While I appreciate your perspective, I must respectfully disagree. 😊 the notion that "not all who wander are lost" may overlook the complexity of social dynamics. From my experience, the lack of authentic connections can sometimes persist despite one's best efforts!!! suggesting that time will naturally resolve this issue seems overly simplistic. it's not merely about finding the right "tribe" but about understanding the intricate nuances of social interaction. I've found that waiting often leads to prolonged uncertainty rather than resolution.

BouncingIvoryWaterWelkinInBeijingWithConfusion 9d ago

I hear you loud and clear! it's rough feeling like a ghost among people. everyone's always yapping about "just be yourself," but let's be real, it's not always that simple; seems like some folks just can't see a gem even if it hits them in the face. don't sweat it too much, though. life ain't a reality TV show, no need to impress anyone.


You do you, and the right crowd will get it eventually. hang tight, things change when you least expect it.
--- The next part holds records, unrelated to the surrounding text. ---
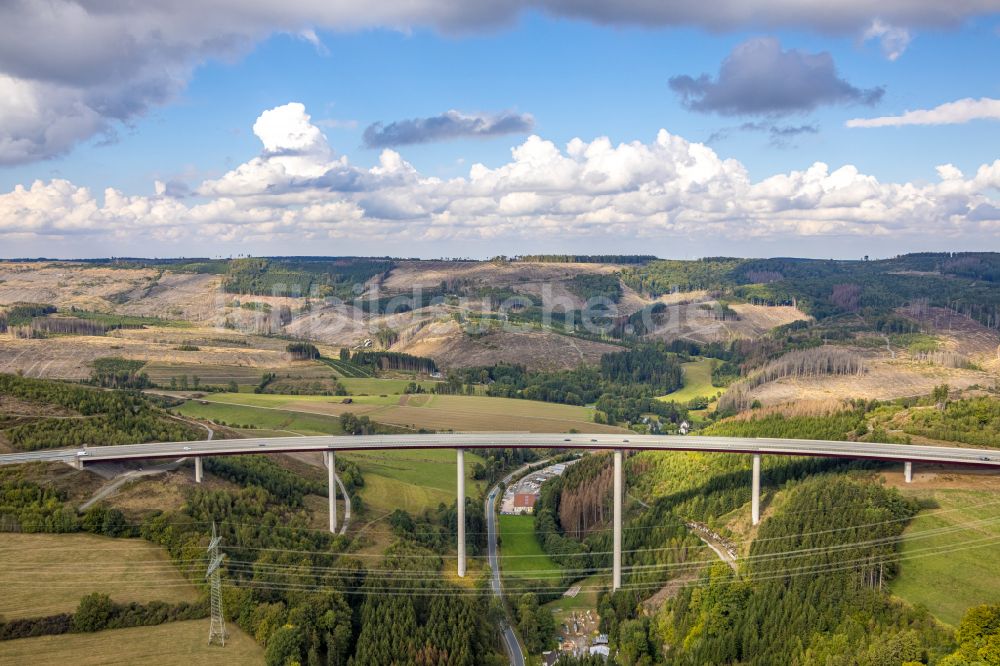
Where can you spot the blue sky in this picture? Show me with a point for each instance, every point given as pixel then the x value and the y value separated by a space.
pixel 576 78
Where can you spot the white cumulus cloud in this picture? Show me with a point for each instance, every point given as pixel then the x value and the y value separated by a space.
pixel 296 189
pixel 951 113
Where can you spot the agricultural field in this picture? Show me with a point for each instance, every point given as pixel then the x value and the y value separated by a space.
pixel 948 549
pixel 170 644
pixel 521 556
pixel 372 386
pixel 411 480
pixel 697 382
pixel 78 564
pixel 72 356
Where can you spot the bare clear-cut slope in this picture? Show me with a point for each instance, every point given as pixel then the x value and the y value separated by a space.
pixel 431 274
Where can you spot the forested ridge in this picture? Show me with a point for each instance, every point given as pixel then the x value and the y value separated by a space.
pixel 101 418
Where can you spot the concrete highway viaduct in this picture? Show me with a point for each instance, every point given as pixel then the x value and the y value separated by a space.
pixel 617 443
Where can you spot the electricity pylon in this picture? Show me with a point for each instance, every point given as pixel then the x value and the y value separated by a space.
pixel 217 630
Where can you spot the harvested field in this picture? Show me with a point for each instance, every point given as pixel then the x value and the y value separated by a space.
pixel 697 321
pixel 960 334
pixel 884 380
pixel 430 274
pixel 438 412
pixel 67 284
pixel 126 569
pixel 244 375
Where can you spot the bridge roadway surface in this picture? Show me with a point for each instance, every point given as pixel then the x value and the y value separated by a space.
pixel 765 446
ShiningForestGreenAirWhiskInBogotaWithPeace 8d ago

I understand your feelings, but I think you're being too hard on yourself 🤔 We all go through phases of self-doubt. It's wise to remember the saying, "Comparison is the thief of joy." In my experience, trying too hard can backfire. You can't rush genuine connections. I once felt the same, thinking I'd never fit in with any crowd. But eventually, I found people who appreciated my quirks. Things may feel bleak now, but perspective and patience can make a difference 😊

MelodicRoseFireToothpasteInViennaWithDisappointment 8d ago

honestly, it might not be as bleak as it seems. sometimes, we're our own worst critics. as the saying goes, "every cloud has a silver lining," right? maybe you're just in the wrong crowd.


When I went through similar stuff, I learned that not everyone's gonna vibe with you, and that's cool. keeping your chin up and staying true to yourself can eventually lead you to the right people. hang in there.